間違いだらけのネットワーク作り(52) 98/11/21
「無音圧縮を止めて音質改善」
 
 9月にルータを使って本社と20カ所ほどの支店等の間でVOFRを始めた大阪の方から、経過の連絡がありました。話し始めの音声が消える、という現象が長い間解決できないでいましたが無音圧縮を止めると改善されたそうです。改善されたこと自体は良いことですが、ここから技術的な問題と契約的な問題が派生します。

(1)技術的問題
 無音圧縮を使う場合と、使わない場合を比較するとどんなVOFR/VOATM製品でも使わない方が音質は向上します。これは話はじめに限りません。無音圧縮は有音か無音かを装置が検出し、有音の時だけ音声をデジタル化してフレームやセルのペイロードとして転送します。しかし、有音検出は100%完璧には出来ないのです。その不完全さが音声のトギレや雑音の要因になります。
 無音圧縮を使わない場合は電話の呼が張られた瞬間から、有音・無音にかかわらず8kbit/sのCS−ACELPなら1秒間に8kbitのペイロードが転送されます。オーバーヘッドを含めると通話中は10kbit/s強の帯域が確保されることになります。有音の検出をしませんから、それに伴う問題も発生しないのです。
 ただ、VOFRで音質が悪くなる要因は他にもありますから、無音圧縮を止めさえすれば音質が良くなるというものでもありません。

 無音圧縮を使わない場合の技術的問題は帯域利用が非効率になること、装置の処理負荷が倍増することです。帯域利用が非効率になるのは言うまでもありません。通話の有音率は50%以下といいますから、無音圧縮を使わないと2倍以上の帯域が必要になります。
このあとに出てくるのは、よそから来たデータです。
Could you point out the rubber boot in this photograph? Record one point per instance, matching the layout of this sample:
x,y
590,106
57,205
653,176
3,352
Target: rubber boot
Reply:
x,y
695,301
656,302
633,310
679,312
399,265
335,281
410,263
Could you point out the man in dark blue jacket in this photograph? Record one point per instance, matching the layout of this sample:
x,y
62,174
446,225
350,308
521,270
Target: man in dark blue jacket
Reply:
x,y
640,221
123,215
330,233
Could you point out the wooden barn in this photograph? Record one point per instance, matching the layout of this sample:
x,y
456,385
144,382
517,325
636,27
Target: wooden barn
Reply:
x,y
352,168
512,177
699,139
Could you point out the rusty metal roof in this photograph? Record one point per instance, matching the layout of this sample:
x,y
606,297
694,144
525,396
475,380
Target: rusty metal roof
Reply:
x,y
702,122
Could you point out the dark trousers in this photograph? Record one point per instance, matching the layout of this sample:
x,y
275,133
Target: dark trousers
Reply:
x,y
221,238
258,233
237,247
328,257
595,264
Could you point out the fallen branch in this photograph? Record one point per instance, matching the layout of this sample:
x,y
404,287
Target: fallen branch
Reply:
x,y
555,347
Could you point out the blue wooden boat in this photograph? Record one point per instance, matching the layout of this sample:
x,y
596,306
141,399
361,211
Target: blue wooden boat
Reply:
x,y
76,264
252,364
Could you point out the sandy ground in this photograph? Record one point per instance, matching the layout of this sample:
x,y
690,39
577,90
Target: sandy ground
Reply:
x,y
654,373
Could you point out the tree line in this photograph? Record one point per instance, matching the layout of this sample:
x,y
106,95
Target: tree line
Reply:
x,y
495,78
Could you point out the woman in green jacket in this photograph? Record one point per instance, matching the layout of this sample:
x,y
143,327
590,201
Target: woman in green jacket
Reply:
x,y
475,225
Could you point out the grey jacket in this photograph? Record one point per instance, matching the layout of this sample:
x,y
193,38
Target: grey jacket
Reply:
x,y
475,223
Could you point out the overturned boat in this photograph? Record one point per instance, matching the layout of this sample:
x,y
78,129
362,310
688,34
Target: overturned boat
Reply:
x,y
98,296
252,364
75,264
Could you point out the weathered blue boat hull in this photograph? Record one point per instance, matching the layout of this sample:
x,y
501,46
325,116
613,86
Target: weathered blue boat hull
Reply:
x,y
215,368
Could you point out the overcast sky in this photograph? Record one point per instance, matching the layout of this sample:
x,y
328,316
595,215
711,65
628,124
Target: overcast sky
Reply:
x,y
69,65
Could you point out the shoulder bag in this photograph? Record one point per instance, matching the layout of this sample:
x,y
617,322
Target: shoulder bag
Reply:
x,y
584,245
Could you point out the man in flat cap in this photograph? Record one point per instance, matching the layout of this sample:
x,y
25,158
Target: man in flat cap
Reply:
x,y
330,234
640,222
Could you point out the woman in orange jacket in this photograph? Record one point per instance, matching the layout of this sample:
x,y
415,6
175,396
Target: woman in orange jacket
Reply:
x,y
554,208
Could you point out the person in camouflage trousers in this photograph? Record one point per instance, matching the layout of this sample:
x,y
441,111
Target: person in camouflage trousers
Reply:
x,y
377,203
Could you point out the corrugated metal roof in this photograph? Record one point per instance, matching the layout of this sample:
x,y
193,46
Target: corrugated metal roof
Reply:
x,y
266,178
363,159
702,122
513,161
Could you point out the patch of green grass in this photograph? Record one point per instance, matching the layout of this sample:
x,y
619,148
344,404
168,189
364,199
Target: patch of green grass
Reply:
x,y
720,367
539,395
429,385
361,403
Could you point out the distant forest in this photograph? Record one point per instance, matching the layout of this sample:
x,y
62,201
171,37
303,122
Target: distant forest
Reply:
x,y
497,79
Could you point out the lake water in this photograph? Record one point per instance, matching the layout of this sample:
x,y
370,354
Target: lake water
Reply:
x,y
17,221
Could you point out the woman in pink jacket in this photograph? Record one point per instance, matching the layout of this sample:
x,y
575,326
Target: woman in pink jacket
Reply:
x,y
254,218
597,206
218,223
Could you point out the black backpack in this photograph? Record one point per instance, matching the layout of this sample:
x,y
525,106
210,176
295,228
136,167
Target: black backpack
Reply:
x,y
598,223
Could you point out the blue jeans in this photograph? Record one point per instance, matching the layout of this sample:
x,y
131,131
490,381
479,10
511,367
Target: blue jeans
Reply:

 もっと深刻なのはルータへの処理負荷です。音声フレームは遅延を少なくするため普通20ミリ秒程度の単位でデジタル化され、転送されます。8kbit/sCS−ACELPなら、8kbit×20ms/1000ms÷8bit/バイト=20バイトの音声ペイロードがフレームに格納され、1秒間に50フレーム転送されることになります。上り/下り両方向とも同時に転送されますから、ルータでは通話1チャネルあたり50×2=100フレームの処理負荷がかかります。

 大阪の方のネットワークでは各支店2チャネル程度の電話を収容しています。ネットワーク構成は本社を中心としたスター状です。通話は全て本社のルータを経由することになります。仮に全社で同時に20チャネルの通話が使われると本社のルータには音声だけで20×100フレーム=2000フレーム/秒の負荷がかかります。
 もちろんルータなのですから本来データが沢山流れています。はたして本社のルータは充分な処理能力があるのでしょうか?担当の業者はルータの処理能力を明確にしていないようです。

 処理負荷の問題は潜在化してユーザに分からないことがあるので注意が必要です。回線ネックが処理負荷を軽減することがあるからです。このネットワークでは本社と支店間で公衆フレームリレーを使っています。本社と公衆フレームリレー網間の回線速度が小さすぎる懸念があります。ここがネックになっていると、そもそも音声の必要帯域が確保できませんから、電話をかけてもルータは呼の設定ができません。ビジー音(話中音)が返されることになります。電話がつながらないのですから、負荷はかかりませんが「使えないネットワーク」になります。恐いのは使えてないのに、「話中が多いなあ」と思うくらいでユーザが気づかないことです。

 大阪の方のケースも本社と支店間で同時に何通話使えるのかテストすることをお勧めします。

(2)契約上の問題
 契約上の問題とはこのネットワークを提案し設計した業者が提案時点の約束を果たしているかどうか、ということです。おそらく売り込みの時には「無音圧縮で回線が効率的に使えます」というのをセールスポイントにしていたでしょう。事前のデモも無音圧縮を使っていたでしょう。でも、実際には無音圧縮は使えなかった。

 ユーザは余分な帯域を使うか、帯域を増やさないなら「つながらないネットワーク」にあまんじることになります。
また、装置の負荷も増えますから、無音圧縮を使う場合に比べればネットワークの拡張性が損なわれることになります。

 これらのユーザの損失に対して業者がどう責任を取るか、というのが契約上の問題です。提案時点から無音圧縮を使わないことを前提にしていれば何の問題もありません。設計し、ネットワーク構築まで終わって「作ってみたら音質が悪いので、無音圧縮を止める」というのが問題なのです。